Well, I've got 200 sq ft my wife and I are growing by hand. We have manual
tools, compost, dirt, and muscles. And your spinach example is a pretty bad
one. Why? Spinach grows better when its cold out and earlier in the season. If
you plant a week or 2 later, it doesn't really grow and then when the heat
hits, it bolts. Bolted spinach and lettuce tastes bitter and bad. It'd sure be
nice to be able to grow spinach in ideal conditions... but I can't do that in
the ground.

>It's actually a little disappointing to see just how out of touch the people
in this thread are with farming. Growing food outside, in the ground is always
going to be cheaper than building a building.

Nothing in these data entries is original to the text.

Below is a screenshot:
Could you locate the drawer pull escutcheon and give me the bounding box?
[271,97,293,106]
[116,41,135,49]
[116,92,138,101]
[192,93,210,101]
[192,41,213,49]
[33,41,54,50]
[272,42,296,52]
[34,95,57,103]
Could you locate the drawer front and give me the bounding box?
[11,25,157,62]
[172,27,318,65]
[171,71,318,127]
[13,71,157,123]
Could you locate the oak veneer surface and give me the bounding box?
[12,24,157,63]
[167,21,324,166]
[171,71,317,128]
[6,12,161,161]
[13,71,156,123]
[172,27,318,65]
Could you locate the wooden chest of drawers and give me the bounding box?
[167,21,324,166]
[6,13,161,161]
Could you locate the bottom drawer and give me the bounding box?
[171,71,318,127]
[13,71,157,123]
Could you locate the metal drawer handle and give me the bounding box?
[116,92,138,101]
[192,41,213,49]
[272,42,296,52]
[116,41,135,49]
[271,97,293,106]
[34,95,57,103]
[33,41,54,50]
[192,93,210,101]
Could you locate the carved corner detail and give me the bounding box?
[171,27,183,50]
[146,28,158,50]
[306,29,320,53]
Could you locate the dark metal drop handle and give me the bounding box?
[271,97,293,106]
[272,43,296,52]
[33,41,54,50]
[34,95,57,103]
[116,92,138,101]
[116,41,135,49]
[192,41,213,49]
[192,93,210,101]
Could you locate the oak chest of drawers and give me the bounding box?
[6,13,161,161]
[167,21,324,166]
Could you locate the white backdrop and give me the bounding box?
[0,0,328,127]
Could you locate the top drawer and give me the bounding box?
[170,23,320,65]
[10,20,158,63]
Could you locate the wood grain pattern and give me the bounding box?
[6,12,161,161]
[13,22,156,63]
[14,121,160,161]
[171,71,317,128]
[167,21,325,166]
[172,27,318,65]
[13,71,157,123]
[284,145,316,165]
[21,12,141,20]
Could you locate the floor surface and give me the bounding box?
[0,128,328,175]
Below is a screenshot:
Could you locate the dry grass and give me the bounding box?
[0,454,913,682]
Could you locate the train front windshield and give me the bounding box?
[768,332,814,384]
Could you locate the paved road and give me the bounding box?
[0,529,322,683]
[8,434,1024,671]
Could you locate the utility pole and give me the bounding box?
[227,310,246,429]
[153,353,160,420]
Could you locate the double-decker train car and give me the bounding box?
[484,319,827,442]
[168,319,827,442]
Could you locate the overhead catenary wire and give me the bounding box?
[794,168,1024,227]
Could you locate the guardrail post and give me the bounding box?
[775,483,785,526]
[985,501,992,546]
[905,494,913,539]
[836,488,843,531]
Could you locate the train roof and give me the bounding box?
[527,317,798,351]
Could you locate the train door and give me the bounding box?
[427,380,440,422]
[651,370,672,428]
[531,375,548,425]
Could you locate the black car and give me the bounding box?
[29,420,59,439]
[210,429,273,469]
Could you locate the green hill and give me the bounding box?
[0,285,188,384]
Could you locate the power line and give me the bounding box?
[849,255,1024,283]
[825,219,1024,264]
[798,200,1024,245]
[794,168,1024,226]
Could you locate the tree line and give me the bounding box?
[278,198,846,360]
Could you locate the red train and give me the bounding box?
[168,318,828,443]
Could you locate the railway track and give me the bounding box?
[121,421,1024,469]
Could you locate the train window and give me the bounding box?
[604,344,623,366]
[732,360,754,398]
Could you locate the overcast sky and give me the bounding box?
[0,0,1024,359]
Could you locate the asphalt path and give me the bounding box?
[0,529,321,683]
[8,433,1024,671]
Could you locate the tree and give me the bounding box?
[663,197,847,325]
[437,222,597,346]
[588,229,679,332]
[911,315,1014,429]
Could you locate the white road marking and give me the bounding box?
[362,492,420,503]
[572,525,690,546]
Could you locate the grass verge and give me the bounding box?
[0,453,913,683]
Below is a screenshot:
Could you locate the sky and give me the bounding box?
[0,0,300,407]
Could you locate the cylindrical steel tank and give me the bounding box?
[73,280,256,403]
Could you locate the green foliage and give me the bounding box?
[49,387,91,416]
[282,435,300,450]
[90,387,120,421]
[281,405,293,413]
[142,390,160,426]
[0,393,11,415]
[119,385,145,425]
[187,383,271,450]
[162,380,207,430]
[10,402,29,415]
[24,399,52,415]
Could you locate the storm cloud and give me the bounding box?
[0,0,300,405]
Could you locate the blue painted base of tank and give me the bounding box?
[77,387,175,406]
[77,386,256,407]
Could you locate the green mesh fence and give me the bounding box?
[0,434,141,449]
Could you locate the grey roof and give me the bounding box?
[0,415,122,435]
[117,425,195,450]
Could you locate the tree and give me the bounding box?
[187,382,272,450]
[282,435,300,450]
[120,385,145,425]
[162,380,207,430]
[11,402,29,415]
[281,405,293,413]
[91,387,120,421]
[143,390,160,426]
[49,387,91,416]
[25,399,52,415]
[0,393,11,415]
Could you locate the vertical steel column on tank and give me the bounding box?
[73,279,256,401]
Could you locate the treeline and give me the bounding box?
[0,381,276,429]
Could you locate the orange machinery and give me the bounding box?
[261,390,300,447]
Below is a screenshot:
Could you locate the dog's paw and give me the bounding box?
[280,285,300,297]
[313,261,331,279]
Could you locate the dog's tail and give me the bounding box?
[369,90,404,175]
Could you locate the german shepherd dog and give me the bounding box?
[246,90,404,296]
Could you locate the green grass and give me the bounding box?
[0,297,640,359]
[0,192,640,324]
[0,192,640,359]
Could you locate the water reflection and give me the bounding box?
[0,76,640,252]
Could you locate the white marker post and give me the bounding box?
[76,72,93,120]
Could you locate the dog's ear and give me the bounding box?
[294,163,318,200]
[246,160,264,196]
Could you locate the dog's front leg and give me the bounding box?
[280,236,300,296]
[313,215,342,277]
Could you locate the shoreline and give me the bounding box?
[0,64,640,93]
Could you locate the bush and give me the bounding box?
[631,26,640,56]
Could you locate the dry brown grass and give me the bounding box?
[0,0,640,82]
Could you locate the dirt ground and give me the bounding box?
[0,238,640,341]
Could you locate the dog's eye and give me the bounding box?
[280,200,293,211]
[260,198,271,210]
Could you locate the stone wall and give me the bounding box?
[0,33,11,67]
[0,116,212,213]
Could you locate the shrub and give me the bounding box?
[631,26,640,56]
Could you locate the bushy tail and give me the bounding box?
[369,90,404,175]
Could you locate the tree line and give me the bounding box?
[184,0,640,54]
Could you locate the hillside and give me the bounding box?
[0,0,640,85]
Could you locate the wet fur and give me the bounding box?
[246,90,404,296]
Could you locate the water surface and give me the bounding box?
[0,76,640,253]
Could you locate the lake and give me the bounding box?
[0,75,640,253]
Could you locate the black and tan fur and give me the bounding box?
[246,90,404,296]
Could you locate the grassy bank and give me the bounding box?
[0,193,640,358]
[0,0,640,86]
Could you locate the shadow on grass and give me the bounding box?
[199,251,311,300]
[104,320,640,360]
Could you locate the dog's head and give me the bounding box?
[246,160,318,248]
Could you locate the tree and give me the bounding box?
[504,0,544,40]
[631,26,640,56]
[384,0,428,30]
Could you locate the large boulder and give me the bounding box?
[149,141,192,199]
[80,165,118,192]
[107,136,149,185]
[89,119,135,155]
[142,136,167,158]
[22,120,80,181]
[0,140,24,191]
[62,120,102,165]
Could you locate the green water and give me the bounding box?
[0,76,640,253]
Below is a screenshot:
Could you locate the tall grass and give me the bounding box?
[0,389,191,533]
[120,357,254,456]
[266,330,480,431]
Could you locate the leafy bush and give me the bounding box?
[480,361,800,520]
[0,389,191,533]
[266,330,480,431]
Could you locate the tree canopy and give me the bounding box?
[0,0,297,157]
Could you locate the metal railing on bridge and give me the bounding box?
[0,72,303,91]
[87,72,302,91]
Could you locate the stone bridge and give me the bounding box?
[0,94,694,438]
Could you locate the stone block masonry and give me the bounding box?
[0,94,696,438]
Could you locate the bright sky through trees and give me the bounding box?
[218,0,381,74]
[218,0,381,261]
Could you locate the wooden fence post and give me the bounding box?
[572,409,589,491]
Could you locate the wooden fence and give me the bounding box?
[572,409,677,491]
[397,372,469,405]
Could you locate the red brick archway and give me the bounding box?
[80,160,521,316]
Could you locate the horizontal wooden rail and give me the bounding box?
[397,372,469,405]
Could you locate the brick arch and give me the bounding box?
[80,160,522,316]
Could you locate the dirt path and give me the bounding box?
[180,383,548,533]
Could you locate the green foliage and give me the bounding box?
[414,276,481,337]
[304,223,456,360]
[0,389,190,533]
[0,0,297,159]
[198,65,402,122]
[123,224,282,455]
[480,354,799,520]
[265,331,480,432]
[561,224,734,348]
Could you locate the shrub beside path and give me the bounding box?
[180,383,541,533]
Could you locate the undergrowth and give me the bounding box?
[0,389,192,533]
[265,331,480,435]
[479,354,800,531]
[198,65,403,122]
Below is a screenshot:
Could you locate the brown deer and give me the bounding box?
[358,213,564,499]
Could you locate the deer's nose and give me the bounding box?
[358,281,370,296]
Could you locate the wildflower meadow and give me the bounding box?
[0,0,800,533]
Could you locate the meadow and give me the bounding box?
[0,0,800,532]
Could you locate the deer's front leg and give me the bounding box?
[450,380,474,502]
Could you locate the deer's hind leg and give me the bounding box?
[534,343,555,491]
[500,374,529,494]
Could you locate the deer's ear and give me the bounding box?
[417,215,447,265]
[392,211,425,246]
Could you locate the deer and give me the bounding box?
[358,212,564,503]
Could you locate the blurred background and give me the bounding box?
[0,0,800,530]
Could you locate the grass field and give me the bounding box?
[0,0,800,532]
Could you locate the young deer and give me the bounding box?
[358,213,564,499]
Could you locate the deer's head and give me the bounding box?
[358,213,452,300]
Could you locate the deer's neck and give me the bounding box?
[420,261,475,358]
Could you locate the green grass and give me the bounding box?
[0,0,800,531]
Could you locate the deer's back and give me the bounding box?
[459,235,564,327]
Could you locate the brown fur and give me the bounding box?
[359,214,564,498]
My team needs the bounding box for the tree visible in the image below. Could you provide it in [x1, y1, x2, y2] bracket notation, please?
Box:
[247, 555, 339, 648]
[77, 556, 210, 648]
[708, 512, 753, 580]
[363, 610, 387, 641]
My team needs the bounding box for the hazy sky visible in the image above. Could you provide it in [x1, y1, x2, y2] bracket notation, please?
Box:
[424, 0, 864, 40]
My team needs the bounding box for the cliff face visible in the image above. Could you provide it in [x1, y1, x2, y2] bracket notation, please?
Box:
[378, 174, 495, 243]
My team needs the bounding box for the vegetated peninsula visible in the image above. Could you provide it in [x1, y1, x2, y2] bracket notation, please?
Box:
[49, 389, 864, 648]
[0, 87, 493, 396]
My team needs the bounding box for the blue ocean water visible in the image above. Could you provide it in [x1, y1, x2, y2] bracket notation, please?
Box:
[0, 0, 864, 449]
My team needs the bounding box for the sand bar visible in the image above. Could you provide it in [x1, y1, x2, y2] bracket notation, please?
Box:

"always going to be cheaper" is a really long time. Sure you mean to put it
that way?

I'm no farmer, but I grow quite a bit of my food. I guess amateur farmer is
probably more accurate. Right now, the economic equation is on the side of
"grow in dirt, on property". But 1 acre only gets you an acre of stuff at
ideal yield. Add 10 more stories on that same plot of land, and you get 10
acre yield (ideal).

And, you're also not counting having a self sufficient city as an intangible.
Something like that is the start of an arcology. That technology stack also
seems rather important to grow for a spacefaring culture.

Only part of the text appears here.